When a Fortune 500 company puts a massive apartment portfolio consisting of 11,000 communities on the market, people take notice and ask questions.
“Investors can draw conclusions from the Lennar portfolio sale that even the largest operators become adversely affected by the changes in the construction debt market and loans coming due,” says David Evans, Kidder Mathews senior associate in Los Angeles. The massive multifamily sale was described as a tactical balancing of Lennar’s portfolio.
“With refinancing options requiring a significant amount of capital to be brought to the table, they preferred to take these properties to market versus reaching out to investors for capital for a cash refinance,” Evans adds.
Most of the Southern California Kidder Mathews executives GlobeSt. asked pointed to industrial as the property type more likely to trade when portfolio deal volume returns, followed by multifamily, self-storage, and retail.

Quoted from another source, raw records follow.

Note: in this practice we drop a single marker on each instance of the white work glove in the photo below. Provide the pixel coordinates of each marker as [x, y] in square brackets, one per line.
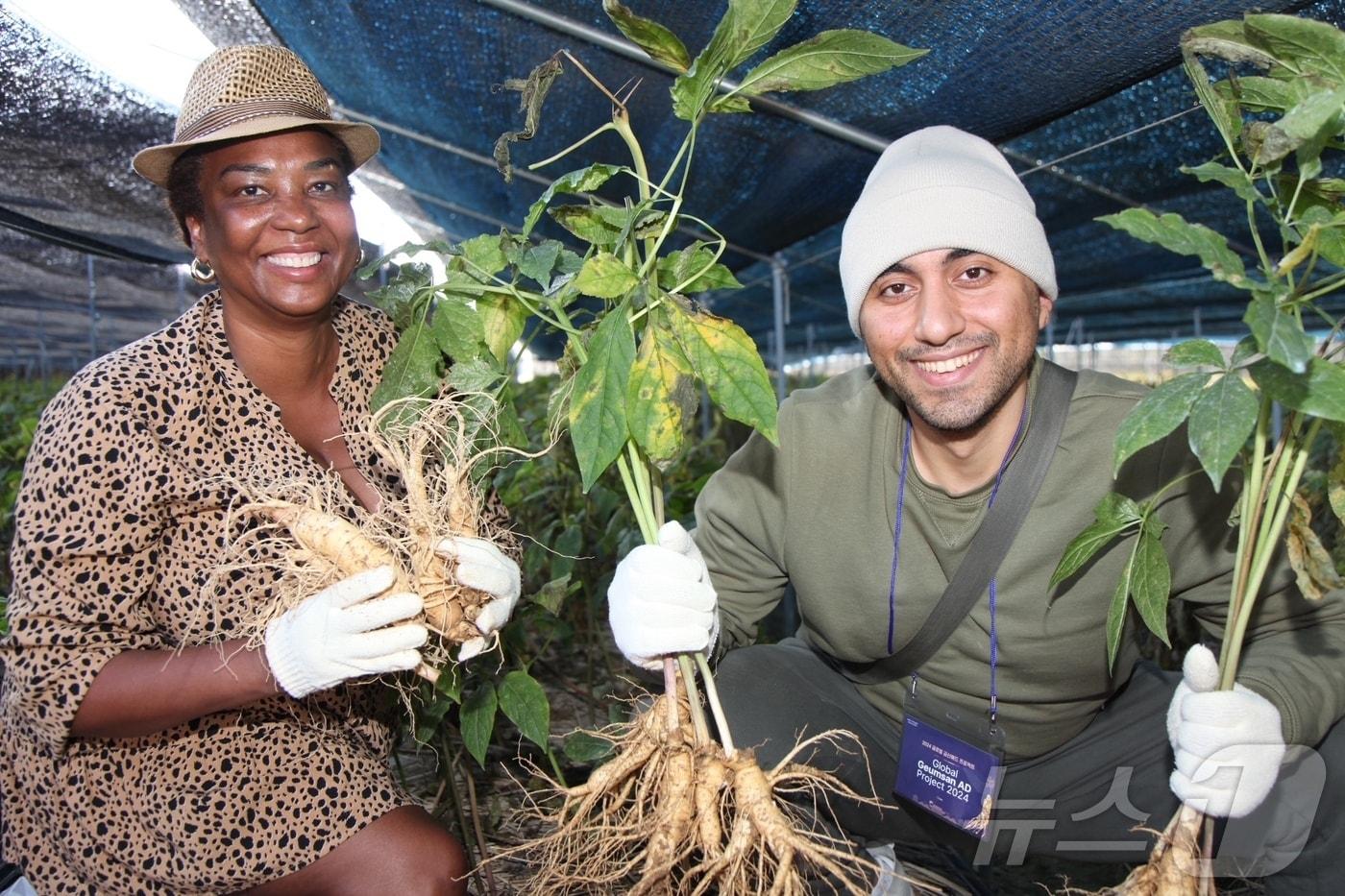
[339, 634]
[483, 567]
[661, 600]
[1228, 742]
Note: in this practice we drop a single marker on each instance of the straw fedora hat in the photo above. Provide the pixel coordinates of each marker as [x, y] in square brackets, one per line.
[248, 91]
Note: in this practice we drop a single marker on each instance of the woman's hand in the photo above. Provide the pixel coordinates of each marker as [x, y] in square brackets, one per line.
[340, 633]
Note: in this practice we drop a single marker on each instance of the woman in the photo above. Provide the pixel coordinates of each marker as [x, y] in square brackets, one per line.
[130, 763]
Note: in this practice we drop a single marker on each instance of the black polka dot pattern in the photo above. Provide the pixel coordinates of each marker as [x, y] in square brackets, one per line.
[118, 525]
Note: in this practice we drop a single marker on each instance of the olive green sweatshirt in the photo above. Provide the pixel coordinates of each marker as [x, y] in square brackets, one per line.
[818, 512]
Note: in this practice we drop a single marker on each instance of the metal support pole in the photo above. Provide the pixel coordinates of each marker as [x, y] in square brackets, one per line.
[93, 311]
[779, 288]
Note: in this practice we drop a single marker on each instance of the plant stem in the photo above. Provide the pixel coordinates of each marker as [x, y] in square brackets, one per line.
[702, 729]
[670, 691]
[572, 147]
[712, 697]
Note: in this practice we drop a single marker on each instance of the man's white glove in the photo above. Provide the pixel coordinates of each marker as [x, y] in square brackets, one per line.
[339, 634]
[483, 567]
[661, 600]
[1228, 742]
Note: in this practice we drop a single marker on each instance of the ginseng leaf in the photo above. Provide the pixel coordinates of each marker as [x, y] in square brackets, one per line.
[827, 60]
[726, 361]
[1311, 563]
[1173, 233]
[598, 400]
[1113, 520]
[1196, 352]
[1220, 422]
[695, 269]
[477, 720]
[1310, 123]
[483, 255]
[525, 702]
[746, 26]
[581, 181]
[661, 395]
[1318, 392]
[605, 276]
[1152, 579]
[1157, 415]
[648, 36]
[1231, 178]
[584, 748]
[503, 319]
[457, 328]
[1116, 611]
[1301, 44]
[412, 369]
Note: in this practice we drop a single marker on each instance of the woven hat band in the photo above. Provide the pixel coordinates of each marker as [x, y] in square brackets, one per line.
[245, 110]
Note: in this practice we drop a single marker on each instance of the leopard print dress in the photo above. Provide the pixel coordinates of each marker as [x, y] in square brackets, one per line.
[120, 522]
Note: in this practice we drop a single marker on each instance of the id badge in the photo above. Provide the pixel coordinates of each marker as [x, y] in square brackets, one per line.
[950, 763]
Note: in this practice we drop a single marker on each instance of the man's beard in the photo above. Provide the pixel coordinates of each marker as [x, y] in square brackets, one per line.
[957, 413]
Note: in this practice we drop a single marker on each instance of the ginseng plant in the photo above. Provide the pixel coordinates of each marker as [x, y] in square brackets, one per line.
[672, 811]
[1278, 109]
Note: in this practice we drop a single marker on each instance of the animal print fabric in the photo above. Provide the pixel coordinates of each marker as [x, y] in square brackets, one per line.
[120, 522]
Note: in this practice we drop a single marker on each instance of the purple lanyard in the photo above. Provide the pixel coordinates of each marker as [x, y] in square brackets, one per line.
[896, 554]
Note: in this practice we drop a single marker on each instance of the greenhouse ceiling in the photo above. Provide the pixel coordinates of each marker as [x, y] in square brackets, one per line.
[1085, 96]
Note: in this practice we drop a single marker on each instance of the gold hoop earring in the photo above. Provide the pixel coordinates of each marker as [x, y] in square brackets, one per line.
[202, 272]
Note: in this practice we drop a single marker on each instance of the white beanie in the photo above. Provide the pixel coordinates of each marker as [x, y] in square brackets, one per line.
[941, 188]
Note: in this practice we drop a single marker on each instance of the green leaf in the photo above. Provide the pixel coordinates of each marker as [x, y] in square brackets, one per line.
[1311, 121]
[1113, 516]
[484, 254]
[661, 395]
[1280, 334]
[695, 269]
[581, 181]
[584, 748]
[501, 319]
[1116, 611]
[525, 704]
[1231, 178]
[537, 261]
[588, 224]
[412, 369]
[1226, 40]
[605, 276]
[1301, 44]
[662, 44]
[1220, 422]
[551, 594]
[598, 400]
[1226, 113]
[726, 361]
[1173, 233]
[477, 720]
[746, 26]
[827, 60]
[1194, 352]
[1157, 415]
[1318, 392]
[1152, 579]
[457, 328]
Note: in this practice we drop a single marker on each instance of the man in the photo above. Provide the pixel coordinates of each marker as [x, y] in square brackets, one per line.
[881, 480]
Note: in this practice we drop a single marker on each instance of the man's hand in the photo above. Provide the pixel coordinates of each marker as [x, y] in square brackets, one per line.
[483, 567]
[1227, 742]
[661, 600]
[339, 634]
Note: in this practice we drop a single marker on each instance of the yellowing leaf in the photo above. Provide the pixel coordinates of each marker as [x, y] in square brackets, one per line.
[1311, 563]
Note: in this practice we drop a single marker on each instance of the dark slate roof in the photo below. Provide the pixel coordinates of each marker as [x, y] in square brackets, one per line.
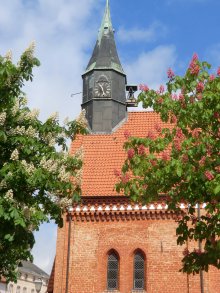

Industrial portfolios will continue to be sold direct to investment firms such as Prologis and Rexford, Evans notes. Rick Putnam, Kidder Mathews EVP in Orange County, has a different property type in mind though: “Primarily office, which is becoming more of a specialty niche due to ongoing capital requirements.”
Peter Quinn, SVP in Kidder Mathews’ San Diego office, sees lenders working with borrowers to minimize defaults when the wave of loan maturities comes. Putnam expects some large sales of Class B and C product as liquidity returns, “but these lumpy maturities are dealt with.” Evans asserts that new construction properties in markets that have been overbuilt, i.e., many of the Sunbelt states, will see some distress and lowering of values due to supply and demand imbalance. In markets short on supply, portfolio residential sales will continue to see high demand and strong pricing from investors.
“Regarding the wave of low maturities expected into 2024 and 2025, the view here is that with the exception of office product, other commercial real estate assets will be insulated from widespread distress,” Evans adds. “There is always investor demand to buy multifamily, retail, and especially industrial, particularly at a discount.”
Rates & Pricing Expectations
Expect interest rates to be lower by the third quarter, settling in the 5.5% to 6.0% range and holding steady for 24 months after that, according to Quinn. Putnam maintains that expectations for lower rates will support a hold mentality by investors as values will recover with even the most modest cuts by the Fed. Overall transaction volume will pick up from 2023 lows, but not bounce back to the high levels seen in 2021 and 2022.
Pricing uncertainty will “dissolve” during the last half of the year after interest rate stabilization, Quinn says. Yet, Putnam expects the policy uncertainty of the election cycle to add to the pricing unpredictability.
Portfolio Deal Outlook
Portfolio deals will become more prevalent, but not like during the Great Financial Crisis, says Putnam.
“Portfolio transactions will only come back in Los Angeles if they are in some form of distress, if they’re in special-service receivership or foreclosure, which is a mechanism of the passing of measure ULA, the additional transfer tax on property sales above $5 and $10 million,” Evans says.
Putnam expects there to be “tactical transactions for reallocation purposes,” but limited wholesale deals to mostly B and C product. He adds, “Some investors will shed office product that has become non-durable, but apartments, industrial, and retail will be held.”